I haven't read Arnold before, but when this project is done, I hope to find some of his works. It would be fascinating to see how he compares to Burrough's Swordsman of Mars stories.
02 Orbital 00
Foster Town
Research Installation (Dione) DOCK: NONE
Alan Dean Foster
stands as one of the most prolific and reliable world-builders of the
late 20th century, somewhere between hard science fiction and the
sweeping adventure of the "New Space Opera" era. His
writing is characterized by a deep, biological curiosity—often
focusing on complex ecosystems and non-hostile alien
symbiosis—delivered with accessible prose that made him a mainstay
of the 1970s and 80s paperback boom.
He is widely known for the
interstellar Humanx Commonwealth, but he also masterfully blurred the
lines between genres in his Coramonde series. This duo has to be my all-time favorite story from Foster; I'm not even sure how many times I read it, but it was... several, anyway.
In The Doomfarers of
Coramonde (1977) and its sequel The Starfarers of Coramonde (1978),
Foster achieved a rare feat: bringing a modern armored personnel
carrier and its crew from the jungles of Vietnam into a high-fantasy
realm of sorcery and dragons.

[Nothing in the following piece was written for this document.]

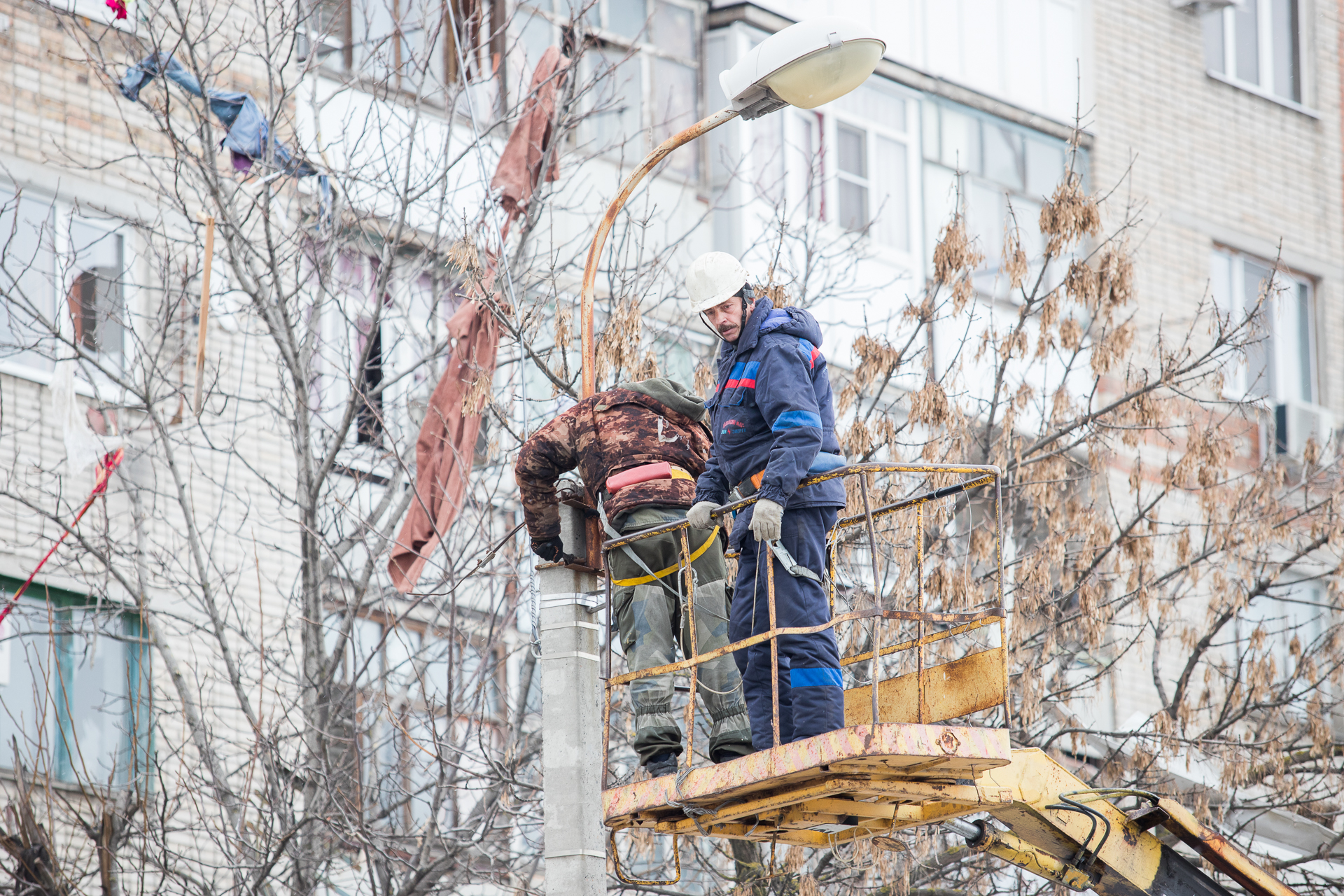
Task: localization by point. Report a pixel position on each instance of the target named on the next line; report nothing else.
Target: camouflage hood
(671, 394)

By grounding the fantasy in
military grit and technology, Foster proved that a "hard
SF" sensibility could make even a fight against a bronze dragon
feel believable.
02 Orbital 01
Bamford Vista
Communication Installation (Pistis) DOCK:
NONE
Robert Allen Bamford
Jr. was a quintessential "workhorse" of the mid-century
pulp era, a writer who operated in the trenches of the 1940s and 50s
magazines and helped define the transition from simple space opera to
a more grounded, gritty realism.
Often writing as Alan L.
Hart, Bamford was a master of the short story, specializing
in psychological suspense and the human cost of technological
progress—a style that made him a staple in high-concept anthologies
right next to legends like Ray Bradbury.
His story "The Last
Outpost" is a definitive example of his work, exploring the
crushing isolation and mental strain of soldiers stationed on the
edge of the galaxy, while "Decision at Dawn" highlights
his talent for tight, high-stakes drama centered on the ethical
dilemmas of future command. Though he often worked in the shadow of
the genre’s "Big Three," Bamford’s contribution to the history of the pulps provided the realistic structure that made the "Golden Age" feel like a lived-in, dangerous
reality rather than just a scientific playground.